The researchers made the discovery after
the paper's other senior author, Lena Kaufmann, also of Humbolt University of
Berlin, witnessed the Asian elephant Mary at the Berlin Zoo showering one day
and captured it on film. She took it back to her colleagues, who were
immediately impressed. First study author Lea Urban decided to analyze the
behavior in more detail.
"I had not thought about hoses as tools much before, but what came out from Lea's work is that elephants have an exquisite understanding of these tools," Brecht says.
A video abstract for the 2024 Current
Biology paper on elephant water hose tool use. Credit: Urban et al./Current
Biology
The researchers found that Mary
systematically showers her body, coordinating the water hose with her limbs.
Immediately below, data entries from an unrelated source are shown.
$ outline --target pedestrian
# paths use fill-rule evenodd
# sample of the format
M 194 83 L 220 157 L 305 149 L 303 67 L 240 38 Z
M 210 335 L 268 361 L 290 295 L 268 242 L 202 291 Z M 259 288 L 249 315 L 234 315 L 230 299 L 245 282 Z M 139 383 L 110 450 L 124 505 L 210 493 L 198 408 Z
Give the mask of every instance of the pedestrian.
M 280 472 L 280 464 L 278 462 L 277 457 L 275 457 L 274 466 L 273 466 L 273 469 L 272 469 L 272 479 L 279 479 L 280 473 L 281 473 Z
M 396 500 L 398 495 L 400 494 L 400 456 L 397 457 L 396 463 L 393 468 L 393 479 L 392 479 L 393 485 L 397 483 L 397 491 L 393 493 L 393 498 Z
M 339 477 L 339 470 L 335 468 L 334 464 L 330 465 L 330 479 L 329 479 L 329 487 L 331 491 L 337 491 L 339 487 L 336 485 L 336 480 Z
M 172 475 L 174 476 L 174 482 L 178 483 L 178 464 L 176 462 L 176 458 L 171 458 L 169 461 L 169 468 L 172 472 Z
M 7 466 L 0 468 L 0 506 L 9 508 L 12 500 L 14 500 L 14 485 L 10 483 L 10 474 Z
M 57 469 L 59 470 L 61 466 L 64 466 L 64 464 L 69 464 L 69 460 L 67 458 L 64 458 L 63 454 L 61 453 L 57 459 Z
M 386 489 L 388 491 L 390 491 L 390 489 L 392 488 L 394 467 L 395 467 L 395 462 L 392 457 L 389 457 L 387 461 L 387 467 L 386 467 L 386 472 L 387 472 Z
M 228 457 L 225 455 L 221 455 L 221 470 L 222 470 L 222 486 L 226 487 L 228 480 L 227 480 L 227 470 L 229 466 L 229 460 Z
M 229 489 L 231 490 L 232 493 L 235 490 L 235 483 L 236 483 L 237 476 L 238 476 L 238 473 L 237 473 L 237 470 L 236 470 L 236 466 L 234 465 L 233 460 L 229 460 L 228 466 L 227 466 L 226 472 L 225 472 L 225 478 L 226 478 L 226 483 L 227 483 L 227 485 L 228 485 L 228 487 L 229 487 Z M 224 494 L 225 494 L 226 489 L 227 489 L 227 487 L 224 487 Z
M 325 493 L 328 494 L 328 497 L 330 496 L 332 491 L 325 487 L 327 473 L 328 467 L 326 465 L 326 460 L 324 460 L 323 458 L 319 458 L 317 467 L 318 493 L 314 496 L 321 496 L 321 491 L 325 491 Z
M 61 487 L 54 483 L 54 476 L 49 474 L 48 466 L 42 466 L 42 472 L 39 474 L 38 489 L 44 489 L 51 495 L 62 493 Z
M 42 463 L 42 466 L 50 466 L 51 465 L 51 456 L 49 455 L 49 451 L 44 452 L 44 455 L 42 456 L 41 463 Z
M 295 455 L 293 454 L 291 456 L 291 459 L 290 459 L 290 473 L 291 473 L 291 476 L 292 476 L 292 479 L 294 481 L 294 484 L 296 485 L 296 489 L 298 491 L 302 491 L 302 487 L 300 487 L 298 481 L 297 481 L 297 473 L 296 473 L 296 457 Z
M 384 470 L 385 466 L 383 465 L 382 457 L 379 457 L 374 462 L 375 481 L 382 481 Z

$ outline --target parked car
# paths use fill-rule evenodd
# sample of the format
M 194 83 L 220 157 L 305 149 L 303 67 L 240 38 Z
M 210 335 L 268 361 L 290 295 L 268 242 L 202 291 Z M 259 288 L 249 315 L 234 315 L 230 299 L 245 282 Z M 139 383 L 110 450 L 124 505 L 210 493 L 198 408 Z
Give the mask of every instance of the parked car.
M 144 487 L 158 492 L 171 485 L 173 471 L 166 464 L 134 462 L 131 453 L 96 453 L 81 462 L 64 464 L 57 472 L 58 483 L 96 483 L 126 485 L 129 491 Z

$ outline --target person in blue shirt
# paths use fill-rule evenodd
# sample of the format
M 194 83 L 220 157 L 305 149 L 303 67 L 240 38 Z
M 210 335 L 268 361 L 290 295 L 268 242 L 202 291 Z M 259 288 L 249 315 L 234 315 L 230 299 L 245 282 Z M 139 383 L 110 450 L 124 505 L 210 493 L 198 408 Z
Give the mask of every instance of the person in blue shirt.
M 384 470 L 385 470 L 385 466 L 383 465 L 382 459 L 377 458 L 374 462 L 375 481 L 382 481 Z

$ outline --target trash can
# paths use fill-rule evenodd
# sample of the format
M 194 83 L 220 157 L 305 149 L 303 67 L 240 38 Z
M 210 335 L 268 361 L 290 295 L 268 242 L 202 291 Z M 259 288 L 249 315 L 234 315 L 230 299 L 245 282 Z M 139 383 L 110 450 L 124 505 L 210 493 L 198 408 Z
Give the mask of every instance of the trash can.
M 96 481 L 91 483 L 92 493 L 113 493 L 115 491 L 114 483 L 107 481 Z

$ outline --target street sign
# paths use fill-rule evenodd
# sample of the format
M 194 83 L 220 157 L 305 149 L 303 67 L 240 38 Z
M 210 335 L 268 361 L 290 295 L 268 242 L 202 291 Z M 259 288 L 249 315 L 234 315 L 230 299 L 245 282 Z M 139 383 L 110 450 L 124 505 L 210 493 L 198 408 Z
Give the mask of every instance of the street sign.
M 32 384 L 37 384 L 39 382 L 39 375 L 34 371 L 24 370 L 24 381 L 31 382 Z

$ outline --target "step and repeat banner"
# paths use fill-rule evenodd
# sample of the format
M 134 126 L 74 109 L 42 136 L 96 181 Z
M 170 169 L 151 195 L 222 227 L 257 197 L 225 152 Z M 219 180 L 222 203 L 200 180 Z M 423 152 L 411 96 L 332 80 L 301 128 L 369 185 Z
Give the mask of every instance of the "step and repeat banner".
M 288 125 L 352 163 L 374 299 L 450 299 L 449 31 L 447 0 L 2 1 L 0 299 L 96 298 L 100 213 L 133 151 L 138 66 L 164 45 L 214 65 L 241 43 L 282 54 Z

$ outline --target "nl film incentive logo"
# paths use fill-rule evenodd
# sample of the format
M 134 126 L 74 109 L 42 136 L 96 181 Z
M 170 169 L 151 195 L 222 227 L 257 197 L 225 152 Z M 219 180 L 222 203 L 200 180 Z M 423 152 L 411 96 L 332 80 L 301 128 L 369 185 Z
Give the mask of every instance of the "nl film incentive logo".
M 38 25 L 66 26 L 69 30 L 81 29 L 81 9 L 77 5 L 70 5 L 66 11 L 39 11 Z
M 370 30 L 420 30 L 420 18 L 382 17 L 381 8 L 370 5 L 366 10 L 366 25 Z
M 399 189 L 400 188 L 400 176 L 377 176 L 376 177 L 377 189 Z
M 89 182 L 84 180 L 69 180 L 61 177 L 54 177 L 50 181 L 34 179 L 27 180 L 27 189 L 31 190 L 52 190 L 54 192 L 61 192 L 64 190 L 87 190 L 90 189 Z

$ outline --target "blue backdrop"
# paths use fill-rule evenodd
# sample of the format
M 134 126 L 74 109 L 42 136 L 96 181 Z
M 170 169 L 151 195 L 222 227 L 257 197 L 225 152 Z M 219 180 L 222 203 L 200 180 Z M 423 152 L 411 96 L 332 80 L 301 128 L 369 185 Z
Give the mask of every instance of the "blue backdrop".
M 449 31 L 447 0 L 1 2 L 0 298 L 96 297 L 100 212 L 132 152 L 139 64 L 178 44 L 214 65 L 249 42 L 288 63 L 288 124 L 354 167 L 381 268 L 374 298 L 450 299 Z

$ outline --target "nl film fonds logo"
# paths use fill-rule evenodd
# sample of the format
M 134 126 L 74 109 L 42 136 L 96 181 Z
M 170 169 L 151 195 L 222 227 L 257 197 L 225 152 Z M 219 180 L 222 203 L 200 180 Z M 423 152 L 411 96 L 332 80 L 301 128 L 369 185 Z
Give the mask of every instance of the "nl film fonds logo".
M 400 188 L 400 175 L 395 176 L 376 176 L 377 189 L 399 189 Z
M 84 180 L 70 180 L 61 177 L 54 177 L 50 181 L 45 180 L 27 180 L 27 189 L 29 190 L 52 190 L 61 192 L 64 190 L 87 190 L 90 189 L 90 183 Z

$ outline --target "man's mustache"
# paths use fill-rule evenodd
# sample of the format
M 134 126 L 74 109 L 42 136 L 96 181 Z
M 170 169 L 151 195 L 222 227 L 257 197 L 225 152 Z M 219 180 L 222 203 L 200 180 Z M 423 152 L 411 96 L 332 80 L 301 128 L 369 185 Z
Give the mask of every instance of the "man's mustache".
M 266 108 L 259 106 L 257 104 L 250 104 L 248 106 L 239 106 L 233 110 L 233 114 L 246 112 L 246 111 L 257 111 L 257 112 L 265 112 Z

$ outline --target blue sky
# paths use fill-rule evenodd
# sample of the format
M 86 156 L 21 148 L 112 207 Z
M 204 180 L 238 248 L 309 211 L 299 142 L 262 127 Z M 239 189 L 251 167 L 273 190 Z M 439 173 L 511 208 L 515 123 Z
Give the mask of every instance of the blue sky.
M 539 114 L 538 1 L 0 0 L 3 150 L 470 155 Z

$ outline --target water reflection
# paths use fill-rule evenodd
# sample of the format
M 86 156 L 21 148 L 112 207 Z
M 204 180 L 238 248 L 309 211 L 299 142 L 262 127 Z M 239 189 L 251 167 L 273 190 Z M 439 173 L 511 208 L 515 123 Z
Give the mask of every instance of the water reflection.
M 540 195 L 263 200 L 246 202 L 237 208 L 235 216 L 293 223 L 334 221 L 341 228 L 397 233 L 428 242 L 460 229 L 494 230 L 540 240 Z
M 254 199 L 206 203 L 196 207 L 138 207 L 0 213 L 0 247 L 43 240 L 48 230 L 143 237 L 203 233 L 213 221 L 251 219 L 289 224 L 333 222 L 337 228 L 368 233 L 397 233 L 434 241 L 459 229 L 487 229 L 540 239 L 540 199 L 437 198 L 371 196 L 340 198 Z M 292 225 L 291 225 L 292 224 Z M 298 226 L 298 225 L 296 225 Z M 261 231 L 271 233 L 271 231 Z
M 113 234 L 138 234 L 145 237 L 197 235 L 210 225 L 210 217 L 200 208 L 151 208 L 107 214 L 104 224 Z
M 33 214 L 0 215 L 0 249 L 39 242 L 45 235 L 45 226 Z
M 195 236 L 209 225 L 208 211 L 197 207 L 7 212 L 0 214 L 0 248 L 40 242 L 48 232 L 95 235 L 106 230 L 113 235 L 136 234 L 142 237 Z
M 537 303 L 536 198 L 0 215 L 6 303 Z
She usually grasps the hose behind its tip to use it as a stiff shower head. To
reach her back, she switches to a lasso strategy, grasping the hose farther up
and swinging it over her body. When presented with a larger and heavier hose,
Mary used her trunk to wash instead of the bulkier and less useful hose.
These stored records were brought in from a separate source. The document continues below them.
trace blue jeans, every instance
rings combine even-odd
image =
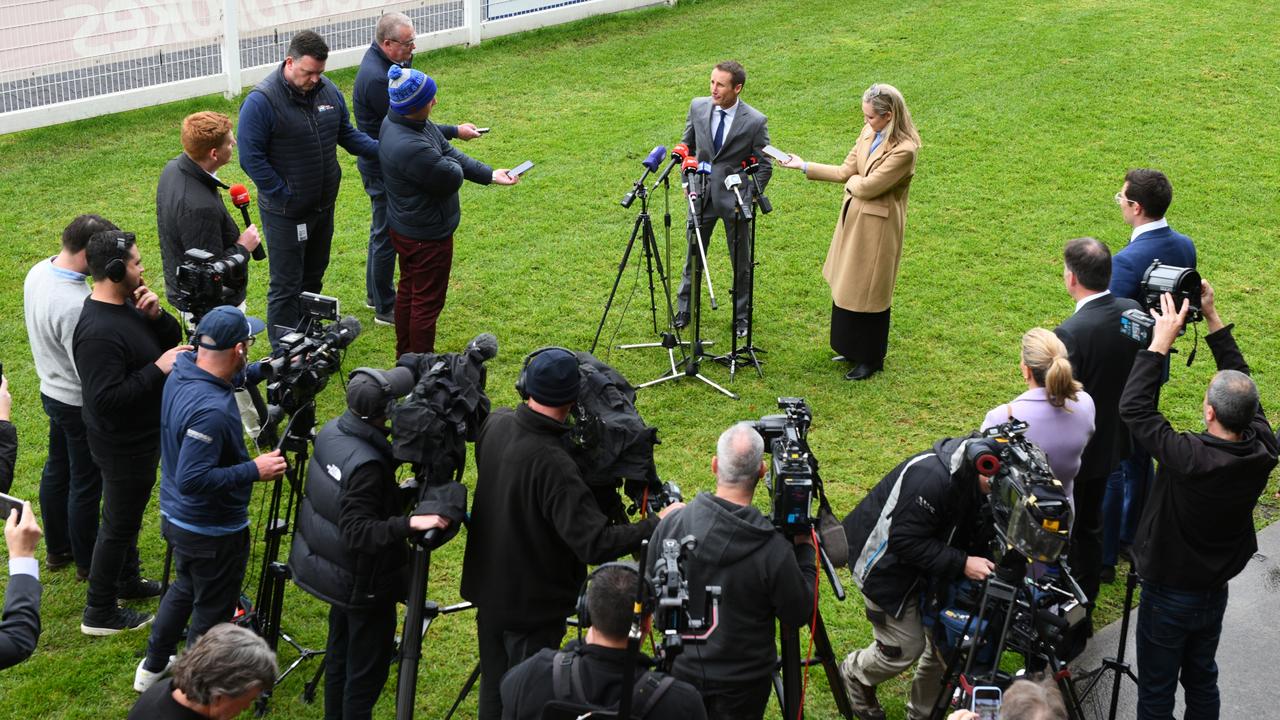
[[[1217,720],[1218,638],[1227,588],[1188,592],[1143,582],[1138,604],[1138,720],[1173,717],[1178,681],[1184,720]]]
[[[98,538],[102,473],[89,453],[80,408],[40,394],[49,416],[49,456],[40,476],[40,517],[49,552],[71,553],[76,567],[89,572]]]
[[[363,171],[364,191],[369,195],[372,214],[369,216],[369,257],[365,261],[365,297],[379,314],[396,309],[396,249],[387,233],[387,193],[383,189],[382,175],[369,175]]]
[[[298,327],[302,320],[304,292],[324,288],[324,271],[329,267],[329,247],[333,242],[333,208],[318,210],[305,218],[276,215],[262,208],[262,229],[271,255],[267,285],[267,336],[276,347],[280,336]],[[306,225],[306,240],[299,241],[299,225]]]
[[[1107,478],[1107,491],[1102,497],[1102,565],[1115,567],[1120,546],[1132,545],[1142,519],[1147,488],[1155,475],[1151,455],[1142,448],[1120,461]]]

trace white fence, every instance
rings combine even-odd
[[[676,0],[0,0],[0,134],[251,87],[294,33],[357,65],[385,12],[418,51]]]

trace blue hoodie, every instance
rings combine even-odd
[[[183,353],[164,384],[160,418],[160,513],[202,535],[248,527],[258,468],[245,449],[235,387]]]

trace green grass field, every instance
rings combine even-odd
[[[1195,239],[1200,269],[1217,288],[1224,318],[1238,323],[1264,402],[1276,407],[1278,35],[1280,10],[1266,3],[743,0],[682,2],[421,55],[415,66],[440,84],[438,120],[493,127],[461,149],[495,167],[538,163],[515,188],[463,189],[437,347],[457,350],[479,332],[497,334],[502,350],[490,363],[489,388],[495,405],[516,402],[512,384],[528,351],[586,348],[635,217],[618,200],[649,149],[678,140],[689,98],[706,93],[711,66],[736,57],[750,74],[743,98],[768,114],[774,145],[839,162],[862,124],[860,93],[890,82],[905,94],[924,148],[886,372],[856,385],[829,360],[830,296],[820,273],[840,188],[775,174],[769,195],[776,212],[758,230],[756,339],[768,350],[764,379],[740,373],[732,384],[742,394],[738,402],[689,382],[640,395],[640,410],[663,441],[659,471],[687,496],[711,488],[719,432],[772,412],[780,395],[812,405],[810,441],[841,515],[904,457],[973,429],[1023,389],[1021,334],[1053,327],[1072,311],[1061,279],[1065,241],[1093,235],[1113,250],[1127,241],[1112,195],[1131,167],[1157,167],[1172,179],[1170,221]],[[349,92],[354,74],[330,77]],[[22,442],[15,494],[37,497],[46,428],[21,318],[24,274],[56,252],[74,215],[98,212],[138,233],[158,285],[155,184],[180,149],[179,123],[196,110],[234,115],[237,107],[214,96],[0,137],[0,361]],[[368,200],[354,159],[340,158],[346,182],[326,291],[365,324],[348,369],[385,367],[393,361],[394,332],[372,326],[363,307]],[[243,180],[235,164],[222,176]],[[671,200],[678,229],[683,199]],[[659,195],[660,242],[663,208]],[[707,316],[719,347],[729,325],[723,242],[710,257],[725,298]],[[631,264],[610,314],[605,335],[616,342],[652,339],[642,267]],[[266,279],[256,266],[249,305],[258,313]],[[1190,337],[1179,343],[1184,353],[1190,344]],[[652,350],[600,354],[635,382],[662,374],[666,362]],[[1175,425],[1200,427],[1212,370],[1203,348],[1190,368],[1175,361],[1163,399]],[[729,381],[718,366],[705,373]],[[338,385],[321,395],[322,418],[340,410]],[[467,481],[474,482],[470,468]],[[1273,491],[1264,495],[1259,526],[1277,514]],[[158,577],[163,550],[152,508],[141,544],[146,571]],[[259,512],[255,499],[255,518]],[[459,599],[464,542],[437,554],[433,599]],[[840,653],[870,637],[858,593],[844,578],[848,600],[837,602],[825,584],[821,600]],[[30,661],[0,674],[0,716],[123,717],[135,698],[133,669],[146,633],[81,635],[84,585],[70,571],[46,572],[42,580],[40,645]],[[1121,589],[1104,594],[1104,619],[1118,616]],[[324,618],[320,602],[290,591],[285,626],[295,637],[323,645]],[[432,628],[419,717],[442,716],[461,686],[474,663],[473,627],[472,616],[455,615]],[[281,652],[282,664],[292,659]],[[279,689],[274,717],[320,715],[298,700],[312,668]],[[394,672],[392,678],[379,717],[393,715]],[[900,679],[881,692],[891,717],[903,713],[906,685]],[[812,717],[836,716],[820,672],[809,695]],[[474,715],[474,696],[461,712]]]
The researchers say that the
findings offer a new example of goal-directed tool use. But what surprised them
most was the way fellow Asian elephant Anchali reacted during Mary's showering.
The two elephants showed aggressive
interactions around showering time, the researchers say.
At one point, Anchali started
pulling the hose toward herself and away from Mary, lifting and kinking it to
disrupt water flow. While they can't be sure of Anchali's intentions, it looked
a lot like the elephant was displaying a kind of second order tool use
behavior, disabling a tool in more conventional use by a fellow elephant,
perhaps as an act of sabotage.
"The surprise was certainly
Anchali's kink-and-clamp behavior," Brecht says. "Nobody had thought
that she'd be smart enough to pull off such a trick."
In fact, he reports plenty of
debate in the lab about Anchali's behavior and what it meant. Then, they saw
Anchali find another way to disrupt Mary's shower. In this case, Anchali did
what the researchers refer to as a trunkstand to stop the water flow. For this
feat, Anchali places her trunk on the hose and then lowers her massive body
onto it.
Brecht explains that the elephants
are well trained not to step on hoses, lest the keepers scold them. As a
result, he says, they almost never do that. The researchers suspect that's why
Anchali has come up with more challenging workarounds to stop the water from
flowing during Mary's showers.
"When Anchali came up with a
second behavior that disrupted water flow to Mary, I became pretty convinced that she is
trying to sabotage Mary," Brecht said.
The findings come as a reminder of
elephants' extraordinary manipulative skill and tool use, made possible by the
grasping ability of their trunks. The researchers say they now wonder what the
findings in zoo elephants mean for elephants in their natural environments.
"Do elephants play tricks on each other in the wild?" Brecht asked. "When I saw Anchali's kink and clamp for the first time, I broke out in laughter. So, I wonder, does Anchali also think this is funny, or is she just being mean?"